## Demo of the effectiveness of the training pipeline


In [1]:
%load_ext autoreload
%autoreload 2
%matplotlib qt5

In [2]:
import warnings, copy, os
warnings.filterwarnings("ignore")

import numpy as np
import pandas as pd
import mne
import joblib

import torch
import torch.nn as nn
import torch.nn.functional as F
import torch.optim as optim
from torch.utils.data import TensorDataset, DataLoader
from torch.utils.tensorboard import SummaryWriter

import skorch
from skorch.classifier import NeuralNetClassifier
from skorch.helper import predefined_split
from skorch.callbacks import (LRScheduler, EpochScoring, Checkpoint, Callback,
                              TrainEndCheckpoint, LoadInitState, EarlyStopping)

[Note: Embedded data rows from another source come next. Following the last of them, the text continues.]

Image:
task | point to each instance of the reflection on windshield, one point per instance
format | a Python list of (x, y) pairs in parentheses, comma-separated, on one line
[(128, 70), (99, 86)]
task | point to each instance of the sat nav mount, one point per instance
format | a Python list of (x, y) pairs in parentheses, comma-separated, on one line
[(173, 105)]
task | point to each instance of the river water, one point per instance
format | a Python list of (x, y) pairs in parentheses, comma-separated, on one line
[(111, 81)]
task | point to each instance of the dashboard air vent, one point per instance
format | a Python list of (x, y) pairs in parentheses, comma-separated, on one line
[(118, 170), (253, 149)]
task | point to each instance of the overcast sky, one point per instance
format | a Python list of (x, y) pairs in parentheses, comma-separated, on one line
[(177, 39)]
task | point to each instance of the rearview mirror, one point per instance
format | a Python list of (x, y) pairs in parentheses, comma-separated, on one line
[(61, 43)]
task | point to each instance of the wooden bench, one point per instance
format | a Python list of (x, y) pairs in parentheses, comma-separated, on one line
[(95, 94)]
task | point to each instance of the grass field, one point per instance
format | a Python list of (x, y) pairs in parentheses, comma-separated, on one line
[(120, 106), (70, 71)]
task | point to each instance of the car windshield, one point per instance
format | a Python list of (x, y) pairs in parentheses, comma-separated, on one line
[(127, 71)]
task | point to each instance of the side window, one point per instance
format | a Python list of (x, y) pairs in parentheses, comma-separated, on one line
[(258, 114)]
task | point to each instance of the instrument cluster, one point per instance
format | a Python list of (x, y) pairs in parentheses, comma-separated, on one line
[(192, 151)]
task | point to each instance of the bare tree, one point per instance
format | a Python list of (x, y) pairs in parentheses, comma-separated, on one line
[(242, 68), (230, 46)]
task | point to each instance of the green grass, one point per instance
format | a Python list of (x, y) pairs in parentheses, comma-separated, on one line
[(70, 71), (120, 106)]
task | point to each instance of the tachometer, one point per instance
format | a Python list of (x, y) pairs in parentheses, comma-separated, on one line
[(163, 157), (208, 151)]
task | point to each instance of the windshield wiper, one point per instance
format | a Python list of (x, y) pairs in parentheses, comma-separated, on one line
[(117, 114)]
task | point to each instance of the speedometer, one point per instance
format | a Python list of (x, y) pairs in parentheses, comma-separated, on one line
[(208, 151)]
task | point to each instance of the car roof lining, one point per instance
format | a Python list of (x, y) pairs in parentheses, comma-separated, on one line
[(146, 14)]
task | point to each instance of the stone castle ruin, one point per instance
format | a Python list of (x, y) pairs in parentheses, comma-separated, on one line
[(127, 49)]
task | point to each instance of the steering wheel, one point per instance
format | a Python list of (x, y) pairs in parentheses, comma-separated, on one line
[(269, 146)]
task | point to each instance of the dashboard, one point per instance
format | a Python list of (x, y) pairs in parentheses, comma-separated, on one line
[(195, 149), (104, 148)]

from sklearn.metrics import confusion_matrix

from brainda.datasets import BNCI2014001

from brainda.paradigms import MotorImagery
from brainda.algorithms.utils.model_selection import (
    set_random_seeds, generate_kfold_indices, match_kfold_indices)
from brainda.algorithms.deep_learning import EEGNet, ShallowNet

from braindecode.models import ShallowFBCSPNet, TIDNet, EEGNetv4
from braindecode import EEGClassifier

from utils import *

In [3]:
device_id = 0
device = torch.device("cuda:{:d}".format(device_id) if torch.cuda.is_available() else "cpu")
if device != 'cpu':
    torch.backends.cudnn.benchmark = True
print("Available GPU devices: {}".format(torch.cuda.device_count()))
print("Current pytorch device: {}".format(device))

Available GPU devices: 1
Current pytorch device: cuda:0


Raw data without any preprocessing steps

- epoch: [-0.5, 4]
- srate: 250Hz
- channels: 22
- classes: left hand, right hand, feet, and tongue
- current subject: 3

Note: In our settings, `session_0` is `session_E` and `session_1` is `session_T`.

In [4]:
def raw_hook(raw, caches, verbose=False):
    # do nothing
    return raw, caches

srate = 250
dataset = BNCI2014001()
selected_channels = [
    'FZ', 'FC3', 'FC1', 'FCZ', 'FC2', 'FC4', 'C5', 'C3', 'C1', 'CZ', 'C2', 'C4', 'C6', 'CP3', 'CP1', 'CPZ', 'CP2', 'CP4', 'P1', 'PZ', 'P2', 'POZ']
start_t = dataset.events['left_hand'][1][0] - 0.5
duration = 4.5 # seconds
if start_t+ duration > dataset.events['left_hand'][1][1]:
    print("Warning: the current dataset avaliable trial duration is not long enough.")
events = ['left_hand', 'right_hand', 'feet', 'tongue']
paradigm = MotorImagery(
    channels=selected_channels, 
    srate=srate, 
    intervals=[(start_t, start_t + duration)], 
    events=events)

event_id = [dataset.events[e][0] for e in events]
paradigm.register_raw_hook(raw_hook)
X, y, meta = paradigm.get_data(dataset, subjects=[3], return_concat=True, verbose=False)
y = label_encoder(y, event_id)

### Braindecode training pipeline

Adapted from https://github.com/braindecode/braindecode/blob/master/examples/plot_bcic_iv_2a_moabb_trial.py

No bandpass filtering and exponential moving standardization

In [5]:
set_random_seeds(20200220)
n_trials, n_channels, n_samples = X.shape
labels =  np.unique(y)
n_classes = len(labels)

model = ShallowFBCSPNet(
    n_channels, n_classes,
    input_window_samples=n_samples,
    final_conv_length='auto'
)

initial_state = copy.deepcopy(model.state_dict())
criterion = nn.NLLLoss
optimizer = optim.AdamW

batch_size = 64
lr = 0.0625 * 0.01
max_epochs = 100

ckp_dirname = 'runs_training_pipeline'
verbose = True

# train set, session_T
ind = meta[meta['session']=='session_1'].sort_values(by=['session', 'run', 'trial_id']).index
trainX, trainY = np.copy(X[ind]), np.copy(y[ind])
# test set, session_E
ind = meta[meta['session']=='session_0'].sort_values(by=['session', 'run', 'trial_id']).index
validX, validY = np.copy(X[ind]), np.copy(y[ind])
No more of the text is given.